Chain Rule — padho-wiki

In short

The chain rule says: to differentiate a composite function f(g(x)), multiply the derivative of the outer function (evaluated at the inner function) by the derivative of the inner function. In Leibniz notation: \dfrac{dy}{dx} = \dfrac{dy}{du} \cdot \dfrac{du}{dx}.

Take f(x) = (3x + 1)^5. You want its derivative.

You already know the power rule: the derivative of x^5 is 5x^4. But here the thing being raised to the fifth power is not x — it is 3x + 1. If you blindly write 5(3x + 1)^4 and stop, you get the wrong answer. The correct answer is 5(3x + 1)^4 \cdot 3 = 15(3x + 1)^4. That extra factor of 3 is not a minor detail — it is the entire point.

Where does the 3 come from? It comes from the rate at which the inside of the function is changing. The expression 3x + 1 changes three times as fast as x itself, and that scaling factor has to appear in the derivative. The rule that accounts for this is called the chain rule, and it is the single most-used differentiation rule in all of calculus.

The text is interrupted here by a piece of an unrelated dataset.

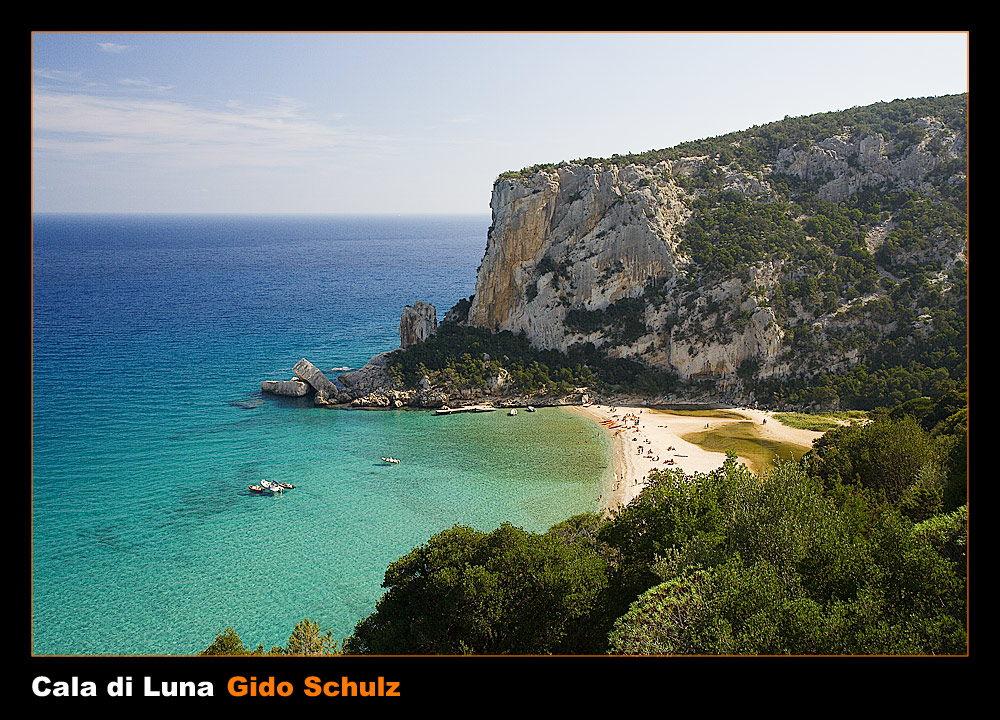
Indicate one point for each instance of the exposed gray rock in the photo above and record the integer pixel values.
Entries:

Without the chain rule, you can only differentiate simple building blocks — polynomials, basic trig functions, exponentials. With it, you can differentiate anything built by plugging one function inside another: \sin(x^2), e^{3x}, \sqrt{1 + x^4}, (2x^3 - 7)^{10}, and every composite function you will ever meet.

What is happening inside a composite function

Before stating the rule, make sure you can see the two-layer structure of a composite function.

Take y = (3x + 1)^5 again. There are two functions at work:

The inner function: u = 3x + 1. This takes x and produces a new number u.
The outer function: y = u^5. This takes u and raises it to the fifth power.

The composite function chains them: x \xrightarrow{\text{inner}} u \xrightarrow{\text{outer}} y. First x becomes u, then u becomes y.

Here is a second example to make the structure concrete. Take y = \sqrt{x^2 + 9}. The inner function is u = x^2 + 9 — it produces a number. The outer function is y = \sqrt{u} — it takes a square root. The composition: first compute x^2 + 9, then take the square root of whatever you got.

Being able to identify "what is the outer function?" and "what is the inner function?" is the only skill you need before applying the chain rule. The rule itself is mechanical once you see the layers.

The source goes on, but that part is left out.